Alternatively, we could have the parent record the remote name in its
.gitmodules.. but that seems a bit odd since a user could later rename
that remote.

> The clone.defaultRemoteName configuration variable can be overriden
> from the command line of "git clone", and even if the process to
> activate a submodule does not let you pass the "--origin", you could
> have updated your clone.defaultRemoteName, so the current value of
> the configuration variable is pretty much useless.  
> 

My idea was that its better to fall back to this as a default because
its an indication that the default is not "origin".

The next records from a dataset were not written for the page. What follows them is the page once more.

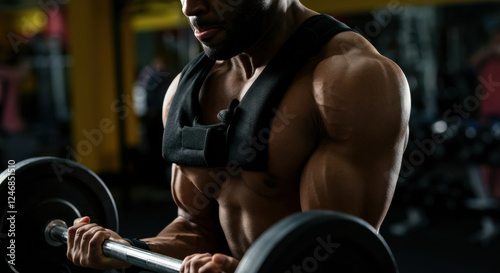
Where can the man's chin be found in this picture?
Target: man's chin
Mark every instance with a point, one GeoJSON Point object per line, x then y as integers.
{"type": "Point", "coordinates": [220, 53]}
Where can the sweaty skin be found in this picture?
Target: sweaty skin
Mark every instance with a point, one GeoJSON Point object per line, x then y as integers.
{"type": "Point", "coordinates": [336, 144]}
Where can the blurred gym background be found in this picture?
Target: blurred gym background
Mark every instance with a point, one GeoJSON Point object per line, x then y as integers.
{"type": "Point", "coordinates": [85, 80]}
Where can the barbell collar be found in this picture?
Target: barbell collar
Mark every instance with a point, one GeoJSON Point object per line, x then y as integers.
{"type": "Point", "coordinates": [56, 233]}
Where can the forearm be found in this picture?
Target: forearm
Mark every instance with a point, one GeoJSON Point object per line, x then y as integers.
{"type": "Point", "coordinates": [182, 238]}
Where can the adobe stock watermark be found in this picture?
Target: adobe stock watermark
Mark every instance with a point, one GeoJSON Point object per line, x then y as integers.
{"type": "Point", "coordinates": [29, 30]}
{"type": "Point", "coordinates": [322, 252]}
{"type": "Point", "coordinates": [453, 117]}
{"type": "Point", "coordinates": [258, 143]}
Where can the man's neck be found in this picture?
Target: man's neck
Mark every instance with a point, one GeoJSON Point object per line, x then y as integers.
{"type": "Point", "coordinates": [283, 25]}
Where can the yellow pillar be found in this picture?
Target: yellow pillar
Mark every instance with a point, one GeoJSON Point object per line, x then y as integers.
{"type": "Point", "coordinates": [94, 104]}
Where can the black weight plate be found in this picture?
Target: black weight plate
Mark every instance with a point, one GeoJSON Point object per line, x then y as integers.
{"type": "Point", "coordinates": [319, 241]}
{"type": "Point", "coordinates": [48, 188]}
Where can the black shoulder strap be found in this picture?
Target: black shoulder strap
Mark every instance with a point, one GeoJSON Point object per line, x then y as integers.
{"type": "Point", "coordinates": [187, 143]}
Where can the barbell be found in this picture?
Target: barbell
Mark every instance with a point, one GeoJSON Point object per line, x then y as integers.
{"type": "Point", "coordinates": [42, 194]}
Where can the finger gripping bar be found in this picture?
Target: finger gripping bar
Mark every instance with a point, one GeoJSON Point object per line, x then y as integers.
{"type": "Point", "coordinates": [56, 233]}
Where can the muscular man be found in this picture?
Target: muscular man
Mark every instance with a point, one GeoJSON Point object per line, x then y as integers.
{"type": "Point", "coordinates": [335, 143]}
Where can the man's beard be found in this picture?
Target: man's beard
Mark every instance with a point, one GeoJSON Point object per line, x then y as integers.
{"type": "Point", "coordinates": [246, 27]}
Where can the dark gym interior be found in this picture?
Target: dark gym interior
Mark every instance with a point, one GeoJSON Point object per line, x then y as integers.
{"type": "Point", "coordinates": [85, 80]}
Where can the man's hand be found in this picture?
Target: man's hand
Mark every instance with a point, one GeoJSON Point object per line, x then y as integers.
{"type": "Point", "coordinates": [84, 245]}
{"type": "Point", "coordinates": [208, 263]}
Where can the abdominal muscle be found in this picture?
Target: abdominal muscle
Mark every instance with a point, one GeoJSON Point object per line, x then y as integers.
{"type": "Point", "coordinates": [249, 203]}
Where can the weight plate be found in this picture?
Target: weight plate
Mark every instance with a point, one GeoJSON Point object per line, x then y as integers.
{"type": "Point", "coordinates": [319, 241]}
{"type": "Point", "coordinates": [38, 190]}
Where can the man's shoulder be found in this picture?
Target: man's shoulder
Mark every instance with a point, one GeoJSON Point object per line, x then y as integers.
{"type": "Point", "coordinates": [349, 62]}
{"type": "Point", "coordinates": [354, 85]}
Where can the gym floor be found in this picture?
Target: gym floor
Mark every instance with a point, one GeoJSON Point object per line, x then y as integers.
{"type": "Point", "coordinates": [443, 245]}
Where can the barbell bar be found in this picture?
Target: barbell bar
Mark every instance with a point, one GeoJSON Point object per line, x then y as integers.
{"type": "Point", "coordinates": [53, 191]}
{"type": "Point", "coordinates": [56, 233]}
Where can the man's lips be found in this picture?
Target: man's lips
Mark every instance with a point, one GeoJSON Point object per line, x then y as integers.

> Your "if there is only a single remote" would probably be a better
> way.  The only reason you are having trouble, if I am reading the
> repo_get_default_remote(), is because you are on a detached HEAD.
> Do we know where that HEAD was detached from, perhaps from the
> reflog?  If we are on a concrete branch, there already is a logic to
> figure out what branch from what remote it integrates with, and that
> would give you the most reliable answer.


It comes from the way git submodule update checks out the requested
commit in a detached HEAD state.

> 
>> Thoughts on what the best solution is here?
>>
>> I'm thinking the following:
>>
>> 1) check if there is only one remote, then use that
>> 2) check clone.defaultRemoteName and use that otherwise
>> 3) fall back to origin otherwise?
> 
> I'd insert 1.5 to figure out where your detached HEAD came from and
> use that as if you are on that branch.  That is the source of the
> problem, right?
> 

The issue is that the detached HEAD comes from the submodule update, and
may not actually be on any local branch. The parent project likely knows
based on its git modules, and we could actually maybe just look up the
remote based on its URL actually...

>> Perhaps we could insert a step 0 where we add a config option which will
>> have submodule clones use the given remote name + use that as the
>> default when in detached head state?
> 
> Going forward, it would of course be the most reliable if we wrote a
> distinct configuration variable in submodule repository when we
> activate it, i.e. when "git submodule update --init" clones, it can
> record the nickname that was used, so that none of the 1-3) above
> methods have to be used to guess what the name is.
> 

Yea, this is a good idea.

> Or, perhaps we can update "git submodule update --init" so that when
> it clones, it ignores clone.defaultRemoteName configuration, so that
> this codepath always can rely on the name being 'origin'.  If you
> are always accessing the submodule through the toplevel superproject,
> the name used in the submodule does not make a difference, no?
> 

True, but I often need to make PRs for projects from a submodule, and in
that case the github CLI likes to rename origin as "upstream" and make
"origin" be my fork. (Though I personally use "upstream" for the
upstream project and "fork" for the fork.) In both case, origin no
longer exists.

However, I had another thought while reading this:

the parent project already has a URL in its config. What if we updated
the logic to just directly use that URL instead of using a remote name?
Or at the very least, we try to pick a remote based on the URL.